The reason: good hedging and risk management.
I consider myself a relatively short-term trader. Although I don't usually scalp, I generally hold positions from one day to one month. But in the last couple of days I didn't even bother paying for Internet access at the hotel and didn't sweat it when I did eventually get online back home and had a massive computer crash.
Although I enjoy the "thrill" of intraday trading, I've found that I am better suited - emotionally - to a longer holding period. (It also allows me to take much-needed vacations, something I am slowly learning to do.)
Having a properly allocated and protected portfolio allows me to sleep at night. And there is no better time to revisit this theme as we ponder whether this year will reinforce the adage of "sell in May and go away."
The first key is limiting leverage. Most pros recommend that you have no more than 1 percent to 3 percent of your trading capital at risk in any one position, though some are willing to go up to about 5 percent. This can be difficult for stock traders, but option traders have more, well, options.
Protective puts are one way to limit risk. I have also recommended collar trades of late to hedge positions - selling calls to offset the cost of owning puts, giving up some upside while limiting downside. Of course, for those who don't have to own stock, call spreads can provide essentially the same exposure for a much smaller margin requirement. That would also allow you to trade more positions.
This takes us to the next step. Option traders can be bullish or bearish with equal simplicity, without needing to take the risk of shorting stock. So having a mix of call and put positions allows you to further hedge your portfolio.
Retail traders and investors have been turning to the volatility funds in increasing numbers to protect themselves.
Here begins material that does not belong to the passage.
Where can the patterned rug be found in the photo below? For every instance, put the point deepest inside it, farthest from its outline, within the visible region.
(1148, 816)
But as I have noted repeatedly, these VIX-based products can raise serious issues, as Bloomberg noted this morning in a story about some potential pitfalls.
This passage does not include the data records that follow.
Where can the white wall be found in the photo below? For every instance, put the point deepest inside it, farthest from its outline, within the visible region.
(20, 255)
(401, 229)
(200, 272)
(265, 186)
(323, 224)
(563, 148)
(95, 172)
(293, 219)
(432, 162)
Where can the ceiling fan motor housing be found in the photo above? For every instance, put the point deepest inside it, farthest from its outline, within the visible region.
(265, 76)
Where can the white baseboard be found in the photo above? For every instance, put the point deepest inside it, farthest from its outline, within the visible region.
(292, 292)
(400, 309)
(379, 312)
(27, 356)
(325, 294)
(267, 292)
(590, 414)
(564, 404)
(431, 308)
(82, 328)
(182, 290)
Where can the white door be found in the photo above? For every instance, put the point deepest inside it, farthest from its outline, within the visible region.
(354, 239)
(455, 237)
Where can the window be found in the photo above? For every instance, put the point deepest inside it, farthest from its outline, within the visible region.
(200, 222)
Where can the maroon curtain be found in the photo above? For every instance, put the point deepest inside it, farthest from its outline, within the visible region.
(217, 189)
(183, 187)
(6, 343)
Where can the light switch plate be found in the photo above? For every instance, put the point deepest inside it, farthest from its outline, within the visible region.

One of the most basic tenets of risk management, in any area, is don't buy what you don't understand. You don't buy a used car without a CarFax or similar background information, and you don't buy a house without an inspection. Likewise, you shouldn't buy a VIX-based product unless you're well versed in this type of trading vehicle.
So while there is no absolute need to sell in May, hedging in May allows you to withstand the current market gyrations and enjoy the summer - as well as all that money you've made in the first five months of the year.